The Yau-Tian-Donaldson conjecture is a central problem in Kähler geometry which relates the existence of a special metric (such as a constant scalar curvature Kähler metric) in a given Kähler class to an algebro-geometric condition of stability of the polarization class. Especially, for Kähler-Einstein metrics, the conjecture was solved affirmatively by Chen-Donaldson-Sun and Tian through the use of cone singularities applying the Cheeger-Colding-Tian theory. However, the conjecture is still open for general polarizations or more generally in extremal Kähler cases.
Keeping this in mind, we study the the variational approach to the conjecture posed by Boucksom et al. ([3], [4]). It is closely related to the non-Archimedian geometry ([1], [2], [4]), and a special emphasis will be put on the reformulation of various concepts from non-Archimedian viewpoints.
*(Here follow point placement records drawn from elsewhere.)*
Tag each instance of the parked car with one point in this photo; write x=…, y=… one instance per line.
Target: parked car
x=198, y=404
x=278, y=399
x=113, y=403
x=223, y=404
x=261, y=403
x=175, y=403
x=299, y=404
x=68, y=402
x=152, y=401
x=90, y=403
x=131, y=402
Some basic knowledge of Kähler (or algebraic) geometry and algebraic groups

[1] S. Boucksom and M. Jonsson: A non-Archimedean approach to K-stability, arXiv: 1805.11160.
[2] S. Boucksom, C. Favre and M. Jonsson: Singular semipositive metrics in non-Archimedean geometry, J. Algebraic Geom. 25 (2016), 77-139.
[3] S. Boucksom, T. Hisamoto and M. Jonsson: Uniform K-stability and asymptotics of energy functionals in Kähler geometry, arxiv: 1603.01026.
[4] S. Boucksom: Variational and non-Archimedean aspects of the Yau-Tian-Donaldson conjecture, Proc. ICM 2018 Rio de Janeiro, Vol. 1, 589-614.